No entanto, existem situações em que a relação entre o representante comercial e a empresa representada pode se desvirtuar, preenchendo os requisitos para a configuração de um vínculo empregatício. Quando isso ocorre, é possível que a Justiça do Trabalho, ao analisar o caso, reconheça a existência de um contrato de trabalho, com todos os direitos decorrentes da legislação trabalhista.
Os Requisitos para Configuração do Vínculo Empregatício
De acordo com o artigo 3º da CLT, para que haja vínculo de emprego, é necessário que estejam presentes quatro elementos essenciais: (i) a pessoalidade, (ii) a habitualidade, (iii) a subordinação, e (iv) a onerosidade.
A ausência de qualquer um desses elementos caracteriza a relação como autônoma, como é o caso da representação comercial. No entanto, quando todos os requisitos são cumpridos, pode haver o reconhecimento da relação de emprego. A seguir, analisamos cada um desses elementos no contexto da representação comercial:
Pessoalidade: A pessoalidade significa que o trabalho deve ser prestado de forma pessoal, ou seja, o trabalhador não pode ser substituído por outra pessoa. No caso do representante comercial, a pessoalidade é muitas vezes flexibilizada, uma vez que ele pode delegar atividades para assistentes ou até mesmo constituir uma pessoa jurídica para prestar os serviços. Contudo, se o representante comercial for obrigado a realizar o trabalho diretamente, sem a possibilidade de substituição, pode-se argumentar que a pessoalidade está presente, o que contribui para a caracterização do vínculo trabalhista.
Habitualidade: A habitualidade refere-se à frequência com que os serviços são prestados. Na relação de emprego, o trabalhador exerce suas funções de maneira regular e contínua. No caso do representante comercial, a atividade pode ser mais flexível, com variações na intensidade do trabalho, conforme a demanda. Porém, se o representante comercial estiver vinculado à empresa de maneira contínua, sem pausas consideráveis e com exigência de cumprimento de horários fixos, esse requisito pode ser preenchido. A Justiça do Trabalho, em muitos casos, observa a frequência com que o representante presta serviços para a empresa, reconhecendo o vínculo quando a atuação é considerada habitual.

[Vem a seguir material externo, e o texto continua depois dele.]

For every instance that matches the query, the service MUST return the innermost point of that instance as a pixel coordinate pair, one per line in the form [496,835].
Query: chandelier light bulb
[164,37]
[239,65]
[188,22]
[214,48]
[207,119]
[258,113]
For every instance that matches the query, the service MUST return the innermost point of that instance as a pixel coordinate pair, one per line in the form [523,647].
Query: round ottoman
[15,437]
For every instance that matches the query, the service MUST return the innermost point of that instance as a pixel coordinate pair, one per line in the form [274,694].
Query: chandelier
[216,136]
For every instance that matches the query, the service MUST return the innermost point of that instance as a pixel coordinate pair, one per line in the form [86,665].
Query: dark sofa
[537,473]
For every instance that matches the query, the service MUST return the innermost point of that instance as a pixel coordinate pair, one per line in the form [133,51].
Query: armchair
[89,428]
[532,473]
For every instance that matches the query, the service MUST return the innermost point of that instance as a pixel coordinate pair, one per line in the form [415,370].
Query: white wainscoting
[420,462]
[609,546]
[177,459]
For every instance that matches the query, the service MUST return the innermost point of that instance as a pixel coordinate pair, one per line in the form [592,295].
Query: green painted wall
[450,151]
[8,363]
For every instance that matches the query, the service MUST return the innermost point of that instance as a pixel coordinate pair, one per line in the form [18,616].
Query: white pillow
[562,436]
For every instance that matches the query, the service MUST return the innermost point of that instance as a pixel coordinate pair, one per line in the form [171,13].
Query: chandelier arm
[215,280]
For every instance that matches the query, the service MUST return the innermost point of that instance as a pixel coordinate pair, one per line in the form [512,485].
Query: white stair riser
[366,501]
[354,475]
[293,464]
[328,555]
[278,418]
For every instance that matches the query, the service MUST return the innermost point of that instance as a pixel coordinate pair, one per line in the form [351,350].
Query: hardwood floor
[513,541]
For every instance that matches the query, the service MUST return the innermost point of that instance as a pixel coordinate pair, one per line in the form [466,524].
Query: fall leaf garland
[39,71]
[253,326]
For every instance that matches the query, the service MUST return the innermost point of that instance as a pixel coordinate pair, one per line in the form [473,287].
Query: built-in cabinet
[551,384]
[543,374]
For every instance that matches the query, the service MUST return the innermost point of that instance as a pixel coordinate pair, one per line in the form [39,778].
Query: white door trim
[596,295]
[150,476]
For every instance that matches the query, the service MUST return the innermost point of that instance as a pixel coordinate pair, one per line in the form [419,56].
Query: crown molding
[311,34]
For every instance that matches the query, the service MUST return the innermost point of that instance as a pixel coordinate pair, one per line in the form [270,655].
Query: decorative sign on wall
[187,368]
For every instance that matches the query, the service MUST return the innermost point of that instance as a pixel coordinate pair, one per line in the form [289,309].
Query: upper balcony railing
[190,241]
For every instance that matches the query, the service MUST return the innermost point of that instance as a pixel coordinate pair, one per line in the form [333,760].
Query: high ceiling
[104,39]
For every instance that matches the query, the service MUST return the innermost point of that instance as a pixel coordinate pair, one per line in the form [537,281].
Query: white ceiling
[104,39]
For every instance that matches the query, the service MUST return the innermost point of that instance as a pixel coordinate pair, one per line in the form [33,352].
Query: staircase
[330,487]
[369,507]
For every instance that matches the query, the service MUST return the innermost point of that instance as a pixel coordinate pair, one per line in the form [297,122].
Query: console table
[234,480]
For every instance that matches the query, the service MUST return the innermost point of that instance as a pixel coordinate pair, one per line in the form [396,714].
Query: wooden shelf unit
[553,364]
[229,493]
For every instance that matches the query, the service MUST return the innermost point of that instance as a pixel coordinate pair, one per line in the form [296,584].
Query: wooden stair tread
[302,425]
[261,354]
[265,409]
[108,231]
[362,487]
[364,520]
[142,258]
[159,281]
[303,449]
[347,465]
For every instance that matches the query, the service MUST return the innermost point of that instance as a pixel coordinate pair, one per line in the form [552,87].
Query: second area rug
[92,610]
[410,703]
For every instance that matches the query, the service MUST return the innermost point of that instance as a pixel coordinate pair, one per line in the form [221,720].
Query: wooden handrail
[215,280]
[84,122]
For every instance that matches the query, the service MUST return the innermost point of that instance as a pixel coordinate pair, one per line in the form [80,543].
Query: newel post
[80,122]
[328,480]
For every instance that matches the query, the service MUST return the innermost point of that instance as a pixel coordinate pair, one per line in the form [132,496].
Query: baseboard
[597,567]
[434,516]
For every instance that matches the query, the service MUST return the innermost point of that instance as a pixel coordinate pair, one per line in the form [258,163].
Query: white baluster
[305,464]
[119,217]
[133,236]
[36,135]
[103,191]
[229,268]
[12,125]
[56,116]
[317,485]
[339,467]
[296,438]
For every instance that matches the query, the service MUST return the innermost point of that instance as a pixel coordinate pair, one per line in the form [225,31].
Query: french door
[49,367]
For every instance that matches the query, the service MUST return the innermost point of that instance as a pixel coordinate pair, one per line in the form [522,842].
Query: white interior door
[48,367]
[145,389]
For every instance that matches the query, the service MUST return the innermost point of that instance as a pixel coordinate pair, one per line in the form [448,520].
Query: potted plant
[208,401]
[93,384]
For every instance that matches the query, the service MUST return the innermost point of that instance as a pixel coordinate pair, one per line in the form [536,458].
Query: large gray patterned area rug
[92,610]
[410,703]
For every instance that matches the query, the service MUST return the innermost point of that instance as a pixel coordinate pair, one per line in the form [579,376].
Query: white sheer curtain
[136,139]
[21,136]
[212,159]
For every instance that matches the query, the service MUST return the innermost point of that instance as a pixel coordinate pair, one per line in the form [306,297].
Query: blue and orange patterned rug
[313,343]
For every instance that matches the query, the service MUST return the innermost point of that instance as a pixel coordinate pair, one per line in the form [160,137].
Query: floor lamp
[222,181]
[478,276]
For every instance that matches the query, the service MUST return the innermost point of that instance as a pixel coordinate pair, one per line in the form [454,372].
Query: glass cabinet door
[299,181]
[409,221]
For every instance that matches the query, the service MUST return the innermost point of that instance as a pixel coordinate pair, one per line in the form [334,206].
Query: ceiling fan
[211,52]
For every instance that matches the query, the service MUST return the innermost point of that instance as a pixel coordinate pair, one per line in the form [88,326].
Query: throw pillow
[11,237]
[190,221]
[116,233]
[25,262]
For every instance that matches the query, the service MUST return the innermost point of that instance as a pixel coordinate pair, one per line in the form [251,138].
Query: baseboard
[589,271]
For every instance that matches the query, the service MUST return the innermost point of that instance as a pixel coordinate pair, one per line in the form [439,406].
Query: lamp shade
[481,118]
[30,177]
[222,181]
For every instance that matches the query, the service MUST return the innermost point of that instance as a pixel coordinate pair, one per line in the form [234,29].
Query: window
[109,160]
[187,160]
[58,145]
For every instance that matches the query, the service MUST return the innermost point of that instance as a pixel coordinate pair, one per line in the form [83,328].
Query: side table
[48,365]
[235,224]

Subordinação: A subordinação é o elemento mais relevante para a distinção entre a autonomia do representante comercial e o vínculo de emprego. Na relação de emprego, o trabalhador está sujeito às ordens e diretrizes do empregador, que controla e dirige a prestação dos serviços. No caso da representação comercial, o representante deveria ter maior liberdade para atuar, tomando decisões sobre como e quando realizar seu trabalho. No entanto, se a empresa representada impõe ao representante regras rígidas sobre a forma de execução do trabalho, controle de horários, metas inatingíveis e outras formas de supervisão direta, isso pode caracterizar a subordinação. A subordinação é o principal fator para a Justiça do Trabalho reconhecer o vínculo, já que a perda da autonomia do representante é um indicativo de que a relação assumiu características empregatícias.
Onerosidade: A onerosidade está presente quando o trabalhador recebe uma contraprestação pelo trabalho realizado. Na representação comercial, o pagamento ocorre geralmente por meio de comissões sobre as vendas efetuadas. Ainda que a comissão seja a forma de remuneração, se o pagamento for realizado de maneira fixa, ou se o representante tiver garantias mínimas de remuneração independentemente das vendas, pode-se considerar que há onerosidade nos moldes da CLT. A Justiça do Trabalho pode entender que, mesmo na representação comercial, a forma de remuneração, quando atrelada a condições muito rígidas ou garantias de remuneração fixa, contribui para a caracterização de um vínculo trabalhista.
A Descaracterização da Autonomia e a Configuração do Vínculo
Diversas decisões da Justiça do Trabalho têm reconhecido o vínculo empregatício de representantes comerciais quando fica demonstrado que a relação com a empresa representada preenche os requisitos da CLT. A autonomia é uma característica fundamental da representação comercial, mas, na prática, muitas empresas buscam reduzir custos e evitar encargos trabalhistas ao formalizar uma relação autônoma, enquanto exercem controle sobre o representante como se ele fosse um empregado.
Casos frequentes envolvem a imposição de metas de vendas inatingíveis, exigência de cumprimento de horários ou obrigatoriedade de comparecimento em reuniões periódicas. Além disso, algumas empresas chegam a fornecer estrutura física, como escritórios e veículos, e a exigir relatórios diários ou semanais, o que é incompatível com a autonomia que caracteriza a relação de representação comercial.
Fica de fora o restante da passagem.